Not a single Wall Street executive I spoke with, including several Goldman Sachs alumni, believe those hedges would have survived an overall collapse of the financial system. A large loss would have been inevitable as lending evaporated, and Goldman Sachs would have struggled to shrink the company to a fraction of its size overnight. But the most glaring argument against Goldman is Goldman's own: If AIG's biggest and most important bank customer was hedged against losses in AIG, as it claims, why did the government need to pay Goldman Sachs the full $13 billion?

 

Lost in the haze of Goldman's recent record profits is the fact that the firm nearly went under even after the AIG bailout last fall.

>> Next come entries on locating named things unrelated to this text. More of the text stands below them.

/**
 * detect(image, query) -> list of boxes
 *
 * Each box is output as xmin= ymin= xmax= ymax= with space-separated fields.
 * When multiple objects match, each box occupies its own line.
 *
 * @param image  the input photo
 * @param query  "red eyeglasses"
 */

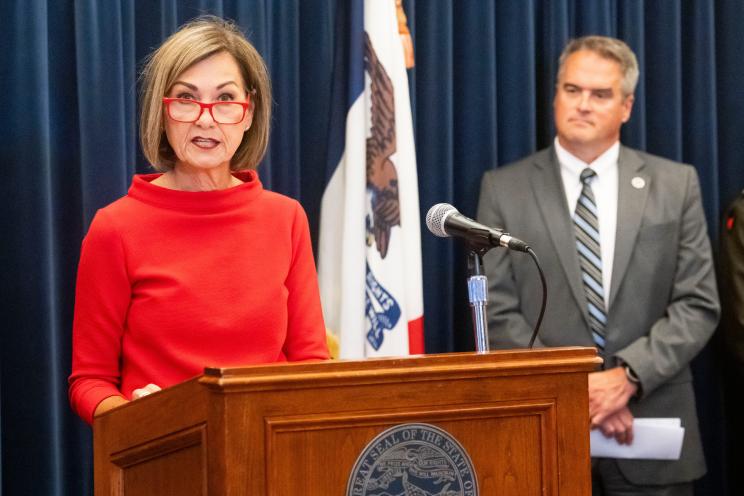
xmin=163 ymin=94 xmax=251 ymax=124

As the market continued to plunge and Goldman's stock price nose-dived, people inside the firm "were freaking out," says a former Goldman executive who maintains close ties to the company.

 

Salvation came on November 25, a few days after Goldman's stock price plunged to $52 a share, down from the year's high of $200 and the lowest price the company had seen since it went public. Again, the white knight was the government. It turned out that Goldman's conversion to a garden-variety bank-holding company offered an amazing advantage: Goldman now had access to incredibly cheap money. Exploiting its new status, Goldman became the first financial institution to sell $5 billion in government-backed bonds through the Federal Deposit Insurance Corporation, which allowed Goldman to start doing deals when the markets were at a near standstill.

 

Those FDIC notes they got were lifesaving because they couldn't issue any debt. If it had gone on another week or two, Goldman would have failed, they would have gone the way of Lehman, and you'd be talking about Lloyd the way you talk about [Lehman CEO] Dick Fuld."

 

Even Goldman alumni were struck by the company's shameless posture in ramping up the leverage again so soon after the government bailouts. "It's a statement of arrogance," says one former executive.

 

Goldman claims that there is a Chinese Wall between the advisory business and the trading business. "There are rules and laws regarding information sharing, and we scrupulously follow them," says a company spokesman.

 

But two former clients told me they had observed firsthand how Goldman traded against their interests to improve its own bottom line-one who didn't like it, the other accepting it with a shrug and saying, admiringly, that Goldman's ability to convince the world that it is a "client-oriented" business was its most masterful PR coup.

 

Goldman's profiting from this ethical gray area was exemplified by the real-estate market and the subprime-mortgage collapse: Goldman Sachs sold subprime-mortgage investments to its clients for years, but then in 2006 began trading against subprime on its own balance sheet without informing its clients, a hedge that ultimately let it profit when the real-estate market cratered. For some, this was a prescient call; for others, a glaring conflict of interest and inherently dishonest, since the firm let its clients take the fall.

 

Earlier this month, Goldman had an ex-employee arrested for allegedly stealing computer codes that could be used, as the prosecutor noted, "to manipulate markets in unfair ways." Some hedge-fund traders and financial bloggers have speculated that Goldman itself could have been using the codes for the same purpose.

 

Now attention is turning to Goldman's dominance of trading on the New York Stock Exchange-as the exchange's biggest high-speed program trader as well as a provider of liquidity to other traders-and whether that ubiquity has afforded the firm undue advantage. If Goldman's database knows nearly every trade that is about to be made, sophisticated computer codes could, theoretically, instantly execute fail-safe trades on Goldman's behalf milliseconds beforehand. This, some are insisting, is where the company is manipulating the markets and making hundreds of millions of dollars a day.